Code of Business Ethics
We expect our directors, executives and employees to conduct themselves with the highest degree of integrity, ethics and honesty. We have adopted a Code of Business Ethics that applies to all employees, including our directors, principal executive officer, principal financial officer, principal accounting officer and various other departments throughout Apollo. Our Code of Business Ethics, which is available on the Investor Relations section of our website at http://www.apollo.edu, provides clear conflict of interest guidelines, as well as an explanation of reporting and investigatory procedures.
If we make any amendment to, or grant any waiver from, a provision of the Code of Business Ethics which requires disclosure under applicable SEC rules, we intend to disclose such amendment or waiver and the reasons for the amendment or waiver on our website at http://www.apollo.edu.
Board Leadership Structure and Director Independence
Peter Sperling serves as the Chairman of the Board of Directors.

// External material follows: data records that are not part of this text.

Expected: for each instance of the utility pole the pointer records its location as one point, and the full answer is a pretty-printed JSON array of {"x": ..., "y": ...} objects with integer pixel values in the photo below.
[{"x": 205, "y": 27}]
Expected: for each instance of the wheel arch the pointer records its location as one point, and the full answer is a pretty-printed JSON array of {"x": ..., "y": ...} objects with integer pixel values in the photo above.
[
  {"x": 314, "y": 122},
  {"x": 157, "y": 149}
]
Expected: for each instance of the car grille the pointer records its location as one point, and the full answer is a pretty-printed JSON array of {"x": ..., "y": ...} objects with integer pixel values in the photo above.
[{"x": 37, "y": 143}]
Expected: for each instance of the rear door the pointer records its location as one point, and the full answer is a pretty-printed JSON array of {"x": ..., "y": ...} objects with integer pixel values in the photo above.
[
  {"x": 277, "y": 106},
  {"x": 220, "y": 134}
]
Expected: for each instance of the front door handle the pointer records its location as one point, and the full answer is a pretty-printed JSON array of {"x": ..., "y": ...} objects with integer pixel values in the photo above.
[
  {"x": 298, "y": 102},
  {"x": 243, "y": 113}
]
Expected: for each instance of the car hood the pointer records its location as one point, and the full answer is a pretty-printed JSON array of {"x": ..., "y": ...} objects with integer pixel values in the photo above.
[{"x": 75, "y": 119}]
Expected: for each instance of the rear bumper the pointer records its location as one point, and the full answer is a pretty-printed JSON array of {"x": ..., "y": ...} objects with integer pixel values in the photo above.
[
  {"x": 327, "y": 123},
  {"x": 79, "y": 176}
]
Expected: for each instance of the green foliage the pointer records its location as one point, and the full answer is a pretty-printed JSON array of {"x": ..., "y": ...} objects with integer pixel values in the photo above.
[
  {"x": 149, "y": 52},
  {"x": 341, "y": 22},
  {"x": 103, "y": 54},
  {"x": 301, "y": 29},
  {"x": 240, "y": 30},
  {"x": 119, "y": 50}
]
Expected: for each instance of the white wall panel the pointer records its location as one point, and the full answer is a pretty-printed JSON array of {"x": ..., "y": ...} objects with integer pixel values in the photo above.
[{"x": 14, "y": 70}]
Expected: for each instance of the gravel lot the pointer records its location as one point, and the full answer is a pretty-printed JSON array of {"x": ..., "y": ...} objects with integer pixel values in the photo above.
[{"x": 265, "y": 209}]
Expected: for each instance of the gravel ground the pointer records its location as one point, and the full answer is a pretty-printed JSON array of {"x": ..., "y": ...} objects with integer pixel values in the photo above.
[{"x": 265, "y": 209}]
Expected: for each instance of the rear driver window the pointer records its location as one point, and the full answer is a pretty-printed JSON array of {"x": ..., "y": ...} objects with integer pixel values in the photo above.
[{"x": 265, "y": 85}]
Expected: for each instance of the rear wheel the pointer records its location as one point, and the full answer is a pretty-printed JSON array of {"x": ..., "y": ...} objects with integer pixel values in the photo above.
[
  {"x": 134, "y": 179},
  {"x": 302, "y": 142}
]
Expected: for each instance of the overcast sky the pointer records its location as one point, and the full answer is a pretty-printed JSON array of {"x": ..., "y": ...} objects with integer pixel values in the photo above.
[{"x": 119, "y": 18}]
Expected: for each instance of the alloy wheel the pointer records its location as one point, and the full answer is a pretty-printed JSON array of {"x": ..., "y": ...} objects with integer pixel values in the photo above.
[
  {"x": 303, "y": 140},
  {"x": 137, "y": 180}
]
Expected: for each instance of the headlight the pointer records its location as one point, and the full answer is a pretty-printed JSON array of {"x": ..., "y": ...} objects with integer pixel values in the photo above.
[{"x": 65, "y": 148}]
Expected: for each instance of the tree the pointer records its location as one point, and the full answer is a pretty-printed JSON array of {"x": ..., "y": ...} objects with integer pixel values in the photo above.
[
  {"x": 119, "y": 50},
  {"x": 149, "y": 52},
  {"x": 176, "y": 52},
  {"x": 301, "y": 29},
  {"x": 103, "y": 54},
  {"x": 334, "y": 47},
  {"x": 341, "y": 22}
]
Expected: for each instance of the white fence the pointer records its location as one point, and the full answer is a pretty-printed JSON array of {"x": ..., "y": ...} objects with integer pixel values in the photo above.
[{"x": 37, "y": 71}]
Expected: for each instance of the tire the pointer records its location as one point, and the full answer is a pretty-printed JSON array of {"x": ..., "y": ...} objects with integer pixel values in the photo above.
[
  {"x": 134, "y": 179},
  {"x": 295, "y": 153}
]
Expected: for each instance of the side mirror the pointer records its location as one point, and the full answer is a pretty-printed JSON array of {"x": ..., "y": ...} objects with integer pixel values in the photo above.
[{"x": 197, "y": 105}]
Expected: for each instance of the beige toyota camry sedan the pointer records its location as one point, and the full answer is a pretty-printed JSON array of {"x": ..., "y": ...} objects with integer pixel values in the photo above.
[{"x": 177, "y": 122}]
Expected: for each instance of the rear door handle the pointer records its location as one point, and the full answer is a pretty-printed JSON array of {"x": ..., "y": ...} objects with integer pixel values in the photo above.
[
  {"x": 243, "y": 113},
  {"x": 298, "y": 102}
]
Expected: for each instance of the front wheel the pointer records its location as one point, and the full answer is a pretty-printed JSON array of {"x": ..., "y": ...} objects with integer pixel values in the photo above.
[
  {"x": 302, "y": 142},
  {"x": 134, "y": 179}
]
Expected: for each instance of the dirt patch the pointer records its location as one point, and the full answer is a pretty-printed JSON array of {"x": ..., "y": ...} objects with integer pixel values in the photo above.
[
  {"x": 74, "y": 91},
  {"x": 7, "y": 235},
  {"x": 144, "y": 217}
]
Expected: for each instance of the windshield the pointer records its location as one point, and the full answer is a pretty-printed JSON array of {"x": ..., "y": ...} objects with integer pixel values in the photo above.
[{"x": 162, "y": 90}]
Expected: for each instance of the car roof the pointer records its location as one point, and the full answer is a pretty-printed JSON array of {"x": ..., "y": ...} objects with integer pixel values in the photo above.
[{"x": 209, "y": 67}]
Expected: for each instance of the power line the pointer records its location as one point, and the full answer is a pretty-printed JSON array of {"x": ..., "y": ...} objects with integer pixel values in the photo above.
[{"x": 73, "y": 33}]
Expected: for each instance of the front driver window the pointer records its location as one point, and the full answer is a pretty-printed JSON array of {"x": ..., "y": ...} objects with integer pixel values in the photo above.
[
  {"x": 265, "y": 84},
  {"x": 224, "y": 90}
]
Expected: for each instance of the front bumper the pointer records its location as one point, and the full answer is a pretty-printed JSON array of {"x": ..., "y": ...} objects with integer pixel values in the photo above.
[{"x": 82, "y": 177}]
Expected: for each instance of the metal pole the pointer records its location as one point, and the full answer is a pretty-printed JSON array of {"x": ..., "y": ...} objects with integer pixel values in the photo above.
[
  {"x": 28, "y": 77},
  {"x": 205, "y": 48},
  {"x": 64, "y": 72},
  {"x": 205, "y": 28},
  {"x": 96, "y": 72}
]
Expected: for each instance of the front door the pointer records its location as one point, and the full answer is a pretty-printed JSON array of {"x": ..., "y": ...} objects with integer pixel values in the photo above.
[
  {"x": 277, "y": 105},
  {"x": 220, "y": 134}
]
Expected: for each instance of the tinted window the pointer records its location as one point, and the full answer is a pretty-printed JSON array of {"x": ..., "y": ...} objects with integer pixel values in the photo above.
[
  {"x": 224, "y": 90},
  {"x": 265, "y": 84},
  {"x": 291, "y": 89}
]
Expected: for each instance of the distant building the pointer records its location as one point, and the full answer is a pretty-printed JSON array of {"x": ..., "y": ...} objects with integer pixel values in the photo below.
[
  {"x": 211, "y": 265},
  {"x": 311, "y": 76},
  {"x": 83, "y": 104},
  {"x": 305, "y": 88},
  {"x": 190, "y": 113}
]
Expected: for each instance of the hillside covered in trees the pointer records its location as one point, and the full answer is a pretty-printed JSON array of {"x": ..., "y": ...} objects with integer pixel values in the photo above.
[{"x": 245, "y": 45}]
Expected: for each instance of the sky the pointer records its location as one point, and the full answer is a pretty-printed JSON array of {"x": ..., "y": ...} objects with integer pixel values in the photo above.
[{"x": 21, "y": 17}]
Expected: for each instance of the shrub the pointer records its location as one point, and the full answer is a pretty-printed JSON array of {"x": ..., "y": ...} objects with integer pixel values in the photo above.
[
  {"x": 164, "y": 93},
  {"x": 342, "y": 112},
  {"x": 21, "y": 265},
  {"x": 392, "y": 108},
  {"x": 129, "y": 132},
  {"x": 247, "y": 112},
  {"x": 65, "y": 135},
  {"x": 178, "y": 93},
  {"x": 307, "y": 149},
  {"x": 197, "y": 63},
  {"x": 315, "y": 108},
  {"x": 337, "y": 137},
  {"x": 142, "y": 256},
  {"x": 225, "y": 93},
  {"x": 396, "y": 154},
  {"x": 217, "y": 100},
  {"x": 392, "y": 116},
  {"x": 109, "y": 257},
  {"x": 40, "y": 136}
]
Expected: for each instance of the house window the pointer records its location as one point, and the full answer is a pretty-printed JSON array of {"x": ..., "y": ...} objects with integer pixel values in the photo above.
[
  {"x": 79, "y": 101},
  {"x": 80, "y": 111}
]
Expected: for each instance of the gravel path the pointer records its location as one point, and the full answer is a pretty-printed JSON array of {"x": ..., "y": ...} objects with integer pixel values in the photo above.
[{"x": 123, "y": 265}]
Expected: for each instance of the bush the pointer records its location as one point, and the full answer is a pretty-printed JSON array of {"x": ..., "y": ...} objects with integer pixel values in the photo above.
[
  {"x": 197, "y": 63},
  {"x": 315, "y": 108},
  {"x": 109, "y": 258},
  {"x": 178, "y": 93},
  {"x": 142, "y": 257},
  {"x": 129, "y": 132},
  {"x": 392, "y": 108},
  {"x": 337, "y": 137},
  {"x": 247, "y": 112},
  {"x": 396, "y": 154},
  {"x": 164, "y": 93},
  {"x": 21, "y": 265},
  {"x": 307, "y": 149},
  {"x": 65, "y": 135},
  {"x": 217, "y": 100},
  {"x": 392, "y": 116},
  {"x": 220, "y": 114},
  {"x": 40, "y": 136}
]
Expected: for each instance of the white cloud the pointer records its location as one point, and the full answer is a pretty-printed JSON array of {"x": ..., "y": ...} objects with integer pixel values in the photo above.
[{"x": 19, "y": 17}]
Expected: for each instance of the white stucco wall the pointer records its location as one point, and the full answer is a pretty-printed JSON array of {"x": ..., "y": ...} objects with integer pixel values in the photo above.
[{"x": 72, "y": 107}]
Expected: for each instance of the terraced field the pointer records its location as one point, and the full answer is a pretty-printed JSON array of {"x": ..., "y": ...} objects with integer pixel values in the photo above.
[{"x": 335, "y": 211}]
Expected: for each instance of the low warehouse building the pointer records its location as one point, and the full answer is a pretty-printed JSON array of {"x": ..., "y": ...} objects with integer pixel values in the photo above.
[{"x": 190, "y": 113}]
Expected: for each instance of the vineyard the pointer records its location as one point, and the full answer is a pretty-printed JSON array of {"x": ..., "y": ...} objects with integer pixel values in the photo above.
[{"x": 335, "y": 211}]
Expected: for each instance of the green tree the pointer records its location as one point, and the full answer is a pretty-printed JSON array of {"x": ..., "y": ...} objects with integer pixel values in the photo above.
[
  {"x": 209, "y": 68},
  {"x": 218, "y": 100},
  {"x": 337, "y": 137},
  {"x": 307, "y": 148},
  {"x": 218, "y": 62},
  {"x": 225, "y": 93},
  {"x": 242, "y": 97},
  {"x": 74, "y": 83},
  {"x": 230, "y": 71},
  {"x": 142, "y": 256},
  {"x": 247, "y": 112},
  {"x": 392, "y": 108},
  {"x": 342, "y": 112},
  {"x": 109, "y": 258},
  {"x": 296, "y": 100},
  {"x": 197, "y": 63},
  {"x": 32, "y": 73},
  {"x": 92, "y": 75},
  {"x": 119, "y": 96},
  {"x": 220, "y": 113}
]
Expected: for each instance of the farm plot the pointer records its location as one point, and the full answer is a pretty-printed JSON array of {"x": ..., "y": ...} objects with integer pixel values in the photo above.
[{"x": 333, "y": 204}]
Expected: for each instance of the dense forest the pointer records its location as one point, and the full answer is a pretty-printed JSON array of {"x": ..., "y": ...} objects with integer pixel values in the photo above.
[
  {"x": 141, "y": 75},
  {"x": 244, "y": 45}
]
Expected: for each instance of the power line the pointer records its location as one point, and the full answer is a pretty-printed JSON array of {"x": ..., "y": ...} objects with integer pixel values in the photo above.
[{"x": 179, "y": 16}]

Our Chief Executive Officer, Gregory W. Cappelli, also serves as a member of our Board of Directors. We believe that this Board leadership structure, which separates the Chairman of the Board and Chief Executive Officer roles, is appropriate because Mr. Sperling, as the holder of a significant amount of our nonvoting Class A Common Stock and one of two holders of our voting Class B Common Stock, is uniquely well-positioned to represent the interests of stockholders. In particular, the Board of Directors believes that this structure clarifies the individual roles and responsibilities of Mr. Sperling and Mr. Cappelli, streamlines decision-making and promotes accountability in the management of the Company. The duties of the Chairman of the Board include:
Presiding over all meetings of the Board;
Preparing the agenda for Board meetings in consultation with the Chief Executive Officer and other members of the Board;
Presiding over meetings of Shareholders, when appropriate; and
Such other duties as may be assigned by the Board from time to time.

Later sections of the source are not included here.